Parkinson’s disease (PD) is the second most common neurodegenerative disease, affecting approximately 1 million patients in the United States today. PD is characterized by progressive gastrointestinal dysfunction followed by deterioration of dopaminergic neurons in the substantia nigra of the brain, leading to severe disability and reduced life expectancy. Currently, available treatments for PD only provide temporary symptomatic relief of the dopaminergic motor function, without any capacity to prevent or slow disease progression. The Kelly lab is keen to develop drug-like small-molecules to treat the underlying pathology of PD by exploiting activation of autophagy. Autophagy is the cellular mechanism employed by eukaryotes for degradation of protein aggregates (e.g., Lewy bodies, abnormal cytoplasmic aggregations composed primarily of the a-synuclein protein, that are a hallmark of PD), damaged organelles (e.g., mitochondria) too large for processing by the proteasome, as well as neurotoxic oxidized lipids.

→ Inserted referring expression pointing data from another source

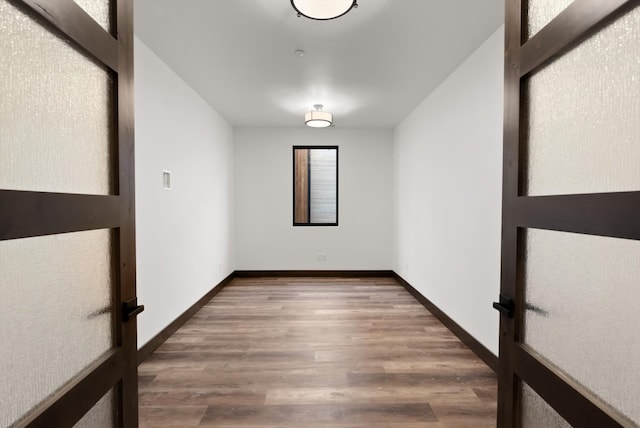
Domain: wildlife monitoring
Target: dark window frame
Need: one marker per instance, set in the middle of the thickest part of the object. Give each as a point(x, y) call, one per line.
point(293, 168)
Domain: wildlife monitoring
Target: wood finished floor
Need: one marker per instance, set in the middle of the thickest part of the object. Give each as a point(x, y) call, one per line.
point(309, 352)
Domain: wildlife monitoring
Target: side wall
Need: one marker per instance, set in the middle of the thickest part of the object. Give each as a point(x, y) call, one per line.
point(447, 193)
point(264, 236)
point(184, 235)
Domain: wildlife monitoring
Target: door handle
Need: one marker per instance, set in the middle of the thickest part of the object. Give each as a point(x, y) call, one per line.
point(130, 309)
point(505, 306)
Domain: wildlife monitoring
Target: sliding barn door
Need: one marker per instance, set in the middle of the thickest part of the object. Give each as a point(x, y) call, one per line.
point(67, 250)
point(570, 292)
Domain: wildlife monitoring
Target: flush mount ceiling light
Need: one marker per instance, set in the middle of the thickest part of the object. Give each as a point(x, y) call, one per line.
point(323, 10)
point(318, 118)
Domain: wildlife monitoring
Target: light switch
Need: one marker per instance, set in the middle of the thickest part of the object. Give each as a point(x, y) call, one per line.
point(166, 180)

The genetic evidence for autophagy activation being disease modifying in PD is extensive. The cellular load of aggregate-prone a-synuclein is central to disease pathogenesis, with gene triplication yielding a completely penetrant form of familial PD. Conversely, genetic inhibition of key autophagy effector proteins yields a PD-like neurodegenerative condition in mice, characterized by motor dysfunction and cellular build-up of a-synuclein. Genetic upregulation of autophagy has demonstrated activity in cell models of PD, thus we are confident that novel small-molecule activators will be similarly disease modifying. The most commonly used small molecule to activate autophagy, rapamycin, does so by inhibiting mTOR. However, mTOR is also a key regulator for cell growth and survival, motility, transcription, and protein synthesis. Thus, we seek novel small-molecules that activate autophagy through an mTOR-independent mechanism(s).

We are currently conducting a cell-based, high-content imaging, high-throughput screen, based on fluorescent monitoring of lysosomal lipid droplet clearance (lipophagy). Hit compounds confirmed to induce dose-dependent alterations in lipid droplet clearance in a panel of neuronal and glial cell lines will be further validated and compared to literature compounds for specificity, selectivity and activity in established autophagy assays, such as quantitative confocal microscopy studies of cells transfected with mRFP-GFP–tagged p62 to confirm altered autophagosome formation and western blot analysis of GluA1, and LC3-I to LC3-II conversion. Importantly, understanding the mode of action of these compounds will be critical to their translational advancement. Gene editing techniques, such as CRISPR-Cas9, will be used to generate cell lines with putative targets knocked out, validating the mechanism of action of each candidate small molecule.

We are also formulating novel autophagy activator screens to enable high-throughput screening to discover autophagy activators with unique mechanisms of action that are downstream of mTOR.

We believe that the novel small molecule activators of autophagy that we identify could serve as the basis for therapies that could profoundly alter the clinical management of PD and radically improve the quality of life of patients with PD and other neurodegenerative diseases.